Part I (1996), directed by Brian de Palma (oh the memories… Dressed to Kill!), seems a bit old-fashioned today. It seems it is still on the wrong side of modern action cinema, more Dirty Harry than Bourne, so to speak. This is not necessarily a bad thing – but here it felt like one, because I associated Mission Impossible with stylish high tech thrillers, and part I does not really deliver on that expectation. Of course there are beautiful shots and scenery: Prague, the Aquarium restaurant that will soon spill all its fish. A classical setting with an agent (Tom Cruise) being set up, a boss of a secret service agency working for the wrong side (and who could do that better than Jon Voight),  a McGuffin to get the story moving (some list of secret service cover names – ah, the pre-Wikileaks innocence about how to create nonsense plot devices…), and a nice villain who is not really that villainous (Vanessa Redgrave). A grand finale involving the Eurotunnel train and a helicopter – and that actually does not look so good, because technology apparently was not yet ready to pull off that particular stunt. Not always the kind of tight and slick action that I would have hoped for.

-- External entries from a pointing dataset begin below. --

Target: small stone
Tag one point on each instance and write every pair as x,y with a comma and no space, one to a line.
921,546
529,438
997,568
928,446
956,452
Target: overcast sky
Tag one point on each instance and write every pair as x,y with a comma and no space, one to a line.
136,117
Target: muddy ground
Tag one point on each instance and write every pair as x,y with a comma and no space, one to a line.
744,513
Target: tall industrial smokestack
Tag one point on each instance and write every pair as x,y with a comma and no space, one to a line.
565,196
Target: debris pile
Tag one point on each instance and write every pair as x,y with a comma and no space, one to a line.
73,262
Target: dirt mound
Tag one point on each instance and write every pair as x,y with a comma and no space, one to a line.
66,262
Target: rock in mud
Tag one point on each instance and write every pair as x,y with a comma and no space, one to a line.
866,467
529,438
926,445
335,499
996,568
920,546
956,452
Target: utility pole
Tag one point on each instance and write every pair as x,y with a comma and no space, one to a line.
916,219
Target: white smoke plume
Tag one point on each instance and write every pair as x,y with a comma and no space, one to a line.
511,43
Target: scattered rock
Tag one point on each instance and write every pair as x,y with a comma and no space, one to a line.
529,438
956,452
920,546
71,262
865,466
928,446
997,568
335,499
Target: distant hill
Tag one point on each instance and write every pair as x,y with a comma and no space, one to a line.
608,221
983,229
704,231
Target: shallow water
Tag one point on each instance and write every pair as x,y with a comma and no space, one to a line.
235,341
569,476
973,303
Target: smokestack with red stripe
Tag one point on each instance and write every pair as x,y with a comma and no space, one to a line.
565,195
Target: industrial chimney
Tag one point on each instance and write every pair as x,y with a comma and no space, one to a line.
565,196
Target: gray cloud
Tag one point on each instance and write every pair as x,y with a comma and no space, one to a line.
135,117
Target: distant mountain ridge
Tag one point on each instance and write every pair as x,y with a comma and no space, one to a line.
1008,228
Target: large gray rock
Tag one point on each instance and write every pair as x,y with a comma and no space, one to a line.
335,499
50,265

http://www.rottentomatoes.com/m/mission_impossible/

Part II (2000) was directed by John Woo, and yes, you get a lot of John Woo to chew on, for better or worse. Probably the most hilarious car-motorbike chases ever, the wildest crane and helicopter shots, the strangest combination of high-tech action and fist fights – he loves his fist fights, to the point that the fight scenes are extended way beyond anything bearable. When Ethan Hawke throws away the knife he could have used to kill off the bad guy towards the end, I cringed, not only because this was the red-lettered announcement of what the last twist of this fight was about to be, but also out of sheer annoyance / boredom… on the other hand, there should be plenty of Hongkong action fans who do appreciate the more of this the better. The whole film is torn between trying to be ultra-kinetic and over the top full of action, while being stopped again and again by Woo’s mannerisms, especially his taste for slow motion and pigeons (see Face/Off for further reference). That there is some poisonous virus and some antidote and a cute master thief / eye candy girl and Ving Rhames and a lot of other stuff… nice, but overshadowed by the choreography of fighting, chasing, jumping (off planes, helicopters and buildings). More thrilling than part one, that’s for sure. And maybe the prettiest Cruise of his career, too.

http://www.rottentomatoes.com/m/mission_impossible_2/

What is the reason why anybody would try to make a “Die Hard”ish movie involving the hijacking of the White House and the kidnapping of the President? Because “Die Hard” is awesome of course. Why is it awesome? Because it is the perfect storm of ruthlessly violent action mixed with politically usually un-correct humour and an adorably vulnerable hero.

Now “Olympus Has Fallen” has some bits of action, especially involving a bulky Korean airplane rampaging its way through the Washington airspace like a bull through a China shop. Everything else it does not have:

Gerard Butler is not a very interesting actor to begin with, and what he is most is not funny (well, he can be” “Sparta says NO” was funny, in a bad way).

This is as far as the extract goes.